The Norwegian airline is to introduce slimline seats, which will be narrower but offer extra legroom, on its intercontinental flights.
Flying long-haul with Norwegian Air could soon get a lot more comfortable, or not, depending on your body shape.
The airline claims the seating on its new Boeing 737 MAX aeroplanes will provide extra comfort for all fliers on longer routes, but not everyone is convinced.
The new cabin features 189 slimmer leather seats which measure 17.2″ wide, compared to an industry standard minimum of 18” according to industry figures. They do, however, offer extra legroom.
An economic decision
The new seats each weigh about 10kg, which is 1kg less than previous models. This should reduce the overall weight of an aircraft by around 200kg, which will lower fuel costs.
“More than 370,000 customers have flown Norwegian between the UK and Ireland and the US east coast and now thousands more passengers can fly in slimmer seats that provide more space for the longer flights”, says Norwegian's Thomas Ramdahl.
“The Boeing 737 MAX’s versatility can provide passengers with lower fares on direct transatlantic routes and shorter flights as we plan to replace older aircraft as we maintain a young, modern and fuel-efficient fleet.”
A divisive move
Despite the positive spin from the company, Fabio Passalacqua, director of flight comparison site Jetcost, told iNews that the new seating will “divide customers”, even though he believes it is a good move overall.

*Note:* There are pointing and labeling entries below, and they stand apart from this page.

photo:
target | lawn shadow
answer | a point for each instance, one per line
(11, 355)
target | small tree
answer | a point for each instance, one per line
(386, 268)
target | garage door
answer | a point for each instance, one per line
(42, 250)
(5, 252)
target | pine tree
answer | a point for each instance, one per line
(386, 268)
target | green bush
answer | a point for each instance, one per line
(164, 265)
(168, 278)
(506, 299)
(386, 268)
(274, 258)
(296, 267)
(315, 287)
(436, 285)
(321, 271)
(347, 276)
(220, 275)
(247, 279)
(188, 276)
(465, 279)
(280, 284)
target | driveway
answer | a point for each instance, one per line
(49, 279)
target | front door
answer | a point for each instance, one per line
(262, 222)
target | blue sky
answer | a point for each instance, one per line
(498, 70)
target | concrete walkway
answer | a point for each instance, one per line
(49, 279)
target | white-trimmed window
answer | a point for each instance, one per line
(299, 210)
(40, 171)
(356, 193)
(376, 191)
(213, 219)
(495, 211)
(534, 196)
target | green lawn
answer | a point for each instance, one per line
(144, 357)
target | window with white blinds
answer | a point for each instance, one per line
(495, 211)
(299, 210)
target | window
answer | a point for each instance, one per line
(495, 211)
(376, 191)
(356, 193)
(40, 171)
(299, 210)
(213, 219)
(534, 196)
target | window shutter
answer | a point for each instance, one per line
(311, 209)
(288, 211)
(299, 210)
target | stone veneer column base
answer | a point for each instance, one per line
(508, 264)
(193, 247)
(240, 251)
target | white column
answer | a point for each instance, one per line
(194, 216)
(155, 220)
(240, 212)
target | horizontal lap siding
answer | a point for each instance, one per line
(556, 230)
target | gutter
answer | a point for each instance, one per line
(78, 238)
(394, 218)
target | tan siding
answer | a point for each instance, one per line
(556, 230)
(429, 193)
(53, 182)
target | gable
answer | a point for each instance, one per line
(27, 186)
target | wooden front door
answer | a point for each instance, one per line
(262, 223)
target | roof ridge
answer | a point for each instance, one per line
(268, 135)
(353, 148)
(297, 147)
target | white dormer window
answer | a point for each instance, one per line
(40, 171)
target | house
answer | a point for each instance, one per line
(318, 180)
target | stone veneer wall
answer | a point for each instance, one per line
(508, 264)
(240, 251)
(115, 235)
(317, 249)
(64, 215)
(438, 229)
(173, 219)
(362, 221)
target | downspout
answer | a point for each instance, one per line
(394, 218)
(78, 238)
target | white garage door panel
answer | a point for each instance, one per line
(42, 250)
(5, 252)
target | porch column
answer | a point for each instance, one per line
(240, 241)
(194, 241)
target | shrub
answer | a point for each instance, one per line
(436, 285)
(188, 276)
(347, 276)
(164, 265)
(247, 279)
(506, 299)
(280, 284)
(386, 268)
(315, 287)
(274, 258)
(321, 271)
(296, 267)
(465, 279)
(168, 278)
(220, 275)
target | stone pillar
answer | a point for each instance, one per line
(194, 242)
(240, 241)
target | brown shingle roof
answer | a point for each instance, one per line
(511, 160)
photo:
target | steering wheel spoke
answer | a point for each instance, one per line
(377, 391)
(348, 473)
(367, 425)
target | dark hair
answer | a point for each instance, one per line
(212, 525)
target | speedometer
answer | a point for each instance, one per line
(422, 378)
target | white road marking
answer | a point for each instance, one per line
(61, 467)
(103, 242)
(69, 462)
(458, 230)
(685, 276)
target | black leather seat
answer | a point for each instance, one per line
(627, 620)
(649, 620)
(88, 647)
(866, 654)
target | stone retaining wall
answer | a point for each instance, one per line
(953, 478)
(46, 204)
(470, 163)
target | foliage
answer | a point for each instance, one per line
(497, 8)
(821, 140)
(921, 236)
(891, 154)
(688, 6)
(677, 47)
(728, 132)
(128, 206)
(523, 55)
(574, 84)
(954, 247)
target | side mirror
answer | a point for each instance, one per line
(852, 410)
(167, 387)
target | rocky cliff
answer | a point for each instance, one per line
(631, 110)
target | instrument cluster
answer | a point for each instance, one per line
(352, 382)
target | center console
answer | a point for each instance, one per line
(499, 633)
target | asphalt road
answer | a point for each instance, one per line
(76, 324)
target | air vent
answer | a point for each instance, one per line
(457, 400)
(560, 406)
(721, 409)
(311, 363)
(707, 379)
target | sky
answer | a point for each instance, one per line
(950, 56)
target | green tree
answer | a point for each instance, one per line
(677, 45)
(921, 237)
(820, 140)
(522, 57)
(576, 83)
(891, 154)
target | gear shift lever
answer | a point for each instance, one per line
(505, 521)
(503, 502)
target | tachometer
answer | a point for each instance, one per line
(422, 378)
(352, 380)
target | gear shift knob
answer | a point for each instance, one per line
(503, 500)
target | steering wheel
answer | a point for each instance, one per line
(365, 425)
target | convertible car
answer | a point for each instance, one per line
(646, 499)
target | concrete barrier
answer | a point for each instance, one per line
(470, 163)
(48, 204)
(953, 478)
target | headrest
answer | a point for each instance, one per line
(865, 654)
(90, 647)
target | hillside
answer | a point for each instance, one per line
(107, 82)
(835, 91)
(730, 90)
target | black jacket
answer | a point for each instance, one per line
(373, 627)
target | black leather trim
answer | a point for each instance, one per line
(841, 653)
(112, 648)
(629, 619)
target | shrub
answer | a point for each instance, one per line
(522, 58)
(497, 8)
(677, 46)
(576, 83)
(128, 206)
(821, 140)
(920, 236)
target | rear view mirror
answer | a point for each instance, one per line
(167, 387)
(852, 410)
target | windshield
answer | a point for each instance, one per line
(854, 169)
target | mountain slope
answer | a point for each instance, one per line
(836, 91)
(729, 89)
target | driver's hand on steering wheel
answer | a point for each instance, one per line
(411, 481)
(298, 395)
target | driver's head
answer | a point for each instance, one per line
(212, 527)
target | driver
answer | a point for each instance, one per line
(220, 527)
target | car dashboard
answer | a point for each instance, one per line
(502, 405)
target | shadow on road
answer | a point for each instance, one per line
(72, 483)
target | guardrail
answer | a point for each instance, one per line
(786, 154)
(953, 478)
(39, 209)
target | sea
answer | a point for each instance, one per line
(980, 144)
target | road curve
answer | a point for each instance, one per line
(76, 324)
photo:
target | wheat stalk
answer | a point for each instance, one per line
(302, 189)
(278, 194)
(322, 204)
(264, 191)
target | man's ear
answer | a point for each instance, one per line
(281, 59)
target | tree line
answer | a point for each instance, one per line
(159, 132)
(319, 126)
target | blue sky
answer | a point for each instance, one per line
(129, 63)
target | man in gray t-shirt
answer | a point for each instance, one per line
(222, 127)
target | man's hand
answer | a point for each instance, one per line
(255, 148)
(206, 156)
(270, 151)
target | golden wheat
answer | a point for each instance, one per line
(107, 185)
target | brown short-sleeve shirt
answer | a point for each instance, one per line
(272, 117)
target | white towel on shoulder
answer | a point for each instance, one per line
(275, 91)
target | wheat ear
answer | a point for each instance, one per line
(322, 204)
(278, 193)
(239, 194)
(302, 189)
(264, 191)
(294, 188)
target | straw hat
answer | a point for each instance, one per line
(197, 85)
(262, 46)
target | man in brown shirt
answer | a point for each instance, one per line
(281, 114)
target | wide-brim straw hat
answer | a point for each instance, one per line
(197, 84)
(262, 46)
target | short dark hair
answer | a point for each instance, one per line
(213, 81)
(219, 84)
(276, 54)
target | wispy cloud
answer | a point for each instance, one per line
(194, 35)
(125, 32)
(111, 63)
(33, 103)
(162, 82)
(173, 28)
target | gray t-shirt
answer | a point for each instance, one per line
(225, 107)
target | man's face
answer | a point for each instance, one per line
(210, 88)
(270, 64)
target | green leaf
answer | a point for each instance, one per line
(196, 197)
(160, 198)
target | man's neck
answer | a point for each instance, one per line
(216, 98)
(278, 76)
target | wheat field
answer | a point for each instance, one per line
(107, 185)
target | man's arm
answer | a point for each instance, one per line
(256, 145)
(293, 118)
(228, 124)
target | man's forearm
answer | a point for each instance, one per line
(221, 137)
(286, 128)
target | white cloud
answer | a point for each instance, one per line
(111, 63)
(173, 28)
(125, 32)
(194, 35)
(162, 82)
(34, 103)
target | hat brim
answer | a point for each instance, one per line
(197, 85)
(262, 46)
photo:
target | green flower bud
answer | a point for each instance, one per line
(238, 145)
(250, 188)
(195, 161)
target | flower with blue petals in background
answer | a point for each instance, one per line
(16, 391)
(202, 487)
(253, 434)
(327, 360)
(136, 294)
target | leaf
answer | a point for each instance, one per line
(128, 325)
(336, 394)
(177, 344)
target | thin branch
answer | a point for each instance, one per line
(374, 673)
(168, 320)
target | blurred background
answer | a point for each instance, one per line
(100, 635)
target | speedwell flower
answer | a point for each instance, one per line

“On the one hand it’s brilliant news for the taller passengers and those that often struggle with the lack of legroom: this new design means that they will no longer have to reserve a seat, often at extra cost, to ensure their comfort during the flight, thus saving them money and increasing their enjoyment of the flight at the same time,” he says.
“However, customers who find airplane seats are already too narrow (the new seats are as much as 2 inches narrower than most American airlines), will find their comfort will be reduced, even more so as there will no longer be seat cushions.”